The study, led by a child psychiatrist at The University of Nottingham with researchers at the University of Turku in Finland, suggests that adults involved in raising concerns over a child’s behaviour – such as parents and teachers – may be misattributing signs of relative immaturity as symptoms of the disorder.
In their research, published in The Lancet Psychiatry, the experts suggest that greater flexibility in school starting dates should be offered for those children who may be less mature than their same school-year peers.
Kapil Sayal, Professor of Child & Adolescent Psychiatry at the University’s School of Medicine and the Centre for ADHD and Neurodevelopmental Disorders Across the Lifespan at the Institute of Mental Health in Nottingham, was the lead author on the study.
He said: “The findings of this research have a range of implications for teachers, parents and clinicians. With an age variation of up to 12 months in the same class, teachers and parents may misattribute a child’s immaturity.

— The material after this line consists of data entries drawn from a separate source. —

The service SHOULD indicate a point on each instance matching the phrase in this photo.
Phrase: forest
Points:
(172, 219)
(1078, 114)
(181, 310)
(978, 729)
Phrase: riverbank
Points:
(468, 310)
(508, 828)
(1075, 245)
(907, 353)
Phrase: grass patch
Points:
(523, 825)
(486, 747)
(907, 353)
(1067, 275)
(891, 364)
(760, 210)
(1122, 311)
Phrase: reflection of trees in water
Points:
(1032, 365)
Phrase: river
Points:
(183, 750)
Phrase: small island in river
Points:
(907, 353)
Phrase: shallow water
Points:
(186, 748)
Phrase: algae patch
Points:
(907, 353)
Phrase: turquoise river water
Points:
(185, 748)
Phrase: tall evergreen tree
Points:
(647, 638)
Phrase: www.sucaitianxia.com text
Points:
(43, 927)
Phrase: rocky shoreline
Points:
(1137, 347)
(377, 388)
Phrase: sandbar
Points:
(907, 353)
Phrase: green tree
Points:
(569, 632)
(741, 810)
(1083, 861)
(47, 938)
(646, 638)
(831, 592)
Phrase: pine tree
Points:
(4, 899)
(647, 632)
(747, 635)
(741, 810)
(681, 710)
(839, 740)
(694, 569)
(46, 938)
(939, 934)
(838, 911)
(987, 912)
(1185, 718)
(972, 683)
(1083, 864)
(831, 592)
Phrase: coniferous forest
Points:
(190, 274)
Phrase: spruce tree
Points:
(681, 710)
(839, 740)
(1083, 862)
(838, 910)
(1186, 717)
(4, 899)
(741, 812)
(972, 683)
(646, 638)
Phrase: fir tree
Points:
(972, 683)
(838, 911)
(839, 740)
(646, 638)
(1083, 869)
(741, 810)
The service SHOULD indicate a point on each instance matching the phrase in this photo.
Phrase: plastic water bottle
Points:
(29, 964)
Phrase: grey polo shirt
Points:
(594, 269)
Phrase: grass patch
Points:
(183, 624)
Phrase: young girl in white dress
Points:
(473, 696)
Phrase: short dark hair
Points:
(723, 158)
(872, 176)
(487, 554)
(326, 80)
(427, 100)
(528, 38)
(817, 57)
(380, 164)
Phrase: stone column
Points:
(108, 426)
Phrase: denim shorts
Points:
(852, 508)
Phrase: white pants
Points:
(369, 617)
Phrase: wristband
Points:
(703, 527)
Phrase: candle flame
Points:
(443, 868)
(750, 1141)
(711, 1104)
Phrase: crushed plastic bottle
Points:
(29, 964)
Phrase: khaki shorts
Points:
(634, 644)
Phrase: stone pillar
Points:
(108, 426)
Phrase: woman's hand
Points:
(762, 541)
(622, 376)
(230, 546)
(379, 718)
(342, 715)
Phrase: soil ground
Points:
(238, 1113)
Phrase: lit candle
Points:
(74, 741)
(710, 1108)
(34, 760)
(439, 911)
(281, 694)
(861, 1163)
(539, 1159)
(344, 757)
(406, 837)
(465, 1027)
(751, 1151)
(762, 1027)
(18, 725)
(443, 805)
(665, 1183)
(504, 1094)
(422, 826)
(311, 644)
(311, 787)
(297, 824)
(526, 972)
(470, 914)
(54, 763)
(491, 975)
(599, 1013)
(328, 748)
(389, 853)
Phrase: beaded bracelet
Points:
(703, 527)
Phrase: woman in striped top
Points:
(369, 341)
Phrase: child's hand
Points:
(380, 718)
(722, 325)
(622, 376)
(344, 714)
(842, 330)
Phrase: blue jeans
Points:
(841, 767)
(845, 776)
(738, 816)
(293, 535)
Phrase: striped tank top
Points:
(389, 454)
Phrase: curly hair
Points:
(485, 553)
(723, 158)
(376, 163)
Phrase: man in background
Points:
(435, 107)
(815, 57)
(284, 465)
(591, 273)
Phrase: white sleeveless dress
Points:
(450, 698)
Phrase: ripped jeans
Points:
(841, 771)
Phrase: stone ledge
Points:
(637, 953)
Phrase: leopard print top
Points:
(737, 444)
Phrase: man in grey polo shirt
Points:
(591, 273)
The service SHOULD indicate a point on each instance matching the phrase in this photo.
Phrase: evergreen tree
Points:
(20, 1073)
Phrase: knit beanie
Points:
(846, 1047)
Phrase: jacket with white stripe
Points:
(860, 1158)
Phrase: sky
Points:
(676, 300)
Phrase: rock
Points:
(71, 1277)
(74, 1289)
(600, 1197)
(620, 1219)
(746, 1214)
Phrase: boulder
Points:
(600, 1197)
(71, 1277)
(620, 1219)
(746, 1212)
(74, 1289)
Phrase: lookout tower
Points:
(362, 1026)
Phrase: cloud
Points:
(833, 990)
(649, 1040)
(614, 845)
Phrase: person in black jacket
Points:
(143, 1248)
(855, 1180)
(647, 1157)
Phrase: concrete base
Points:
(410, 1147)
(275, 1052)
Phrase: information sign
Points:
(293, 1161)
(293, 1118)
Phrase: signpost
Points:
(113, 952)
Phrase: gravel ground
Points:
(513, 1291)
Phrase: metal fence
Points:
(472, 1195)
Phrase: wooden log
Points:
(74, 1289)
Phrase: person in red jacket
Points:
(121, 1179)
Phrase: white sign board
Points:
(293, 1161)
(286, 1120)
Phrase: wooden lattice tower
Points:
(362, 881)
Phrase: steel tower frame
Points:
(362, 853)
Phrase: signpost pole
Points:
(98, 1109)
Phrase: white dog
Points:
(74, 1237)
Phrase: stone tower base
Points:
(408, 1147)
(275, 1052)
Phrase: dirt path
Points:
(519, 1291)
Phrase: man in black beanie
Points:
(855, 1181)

This might lead to younger children in the class being more likely to be referred for an assessment for ADHD.
“Parents and teachers as well as clinicians who are undertaking ADHD assessments should keep in mind the child’s relative age. From an education perspective, there should be flexibility with an individualised approach to best meets the child’s needs.”
Evidence suggests that worldwide, the incidence of ADHD among school age children is, at around five per cent, fairly uniform. However, there are large differences internationally in the rates of clinical diagnosis and treatment.
Although this may partially reflect the availability of and access to services, the perceptions of parents and teachers also play an important role in recognising children who may be affected by ADHD, as information they provide is used as part of the clinical assessment.
The study centred on whether the so-called ‘relative age effect’ – the perceived differences in abilities and development between the youngest and oldest children in the same year group – could affect the incidence of diagnosis of ADHD.
Adults may be benchmarking the development and abilities of younger children against their older peers in the same year group and inadvertently misinterpreting immaturity for more serious problems.
Previous studies have suggested that this effect plays an important role in diagnosis in countries where higher numbers of children are diagnosed and treated for ADHD, leading to concerns that clinicians may be over-diagnosing the disorder.
The latest study aimed to look at whether the effect also plays a significant role in the diagnosis of children in countries where the prescribing rates for ADHD are relatively low.
It used nationwide population data from all children in Finland born between 1991 and 2004 who were diagnosed with ADHD from the age of seven years – school starting age – onwards. In Finland, children start school during the calendar year they turn 7 years of age, with the school year starting in mid-August. Therefore, the eldest in a school year are born in January (aged 7 years and 7 months) and the youngest in December (6 years and 7 months).
The results showed that younger children were more likely to be diagnosed with ADHD than their older same-year peers – boys by 26 per cent and girls by 31 per cent.
For children under the age of 10 years, this association got stronger over time – in the more recent years 2004-2011, children born in May to August were 37 per cent more likely to be diagnosed and those born in September to December 64 per cent, compared to the oldest children born in January to April
The study found that this ‘relative age affect’ could not be explained by other behavioural or developmental disorders which may also have been affecting the children with an ADHD diagnosis.
However, the experts warn, the study did have some important limitations – the data did not reveal whether any of the young children were held back a year for educational reasons and potentially misclassified as the oldest in their year group when in fact they were the youngest of their original peers.
The flexibility in school starting date could explain why the rate of ADHD in December-born children (the relatively youngest) were slightly lower than those for children born in October and November.
And while the records of publicly-funded specialised services which are free at the point of access will capture most children who have received a diagnosis of ADHD, it will miss those who were diagnosed in private practice.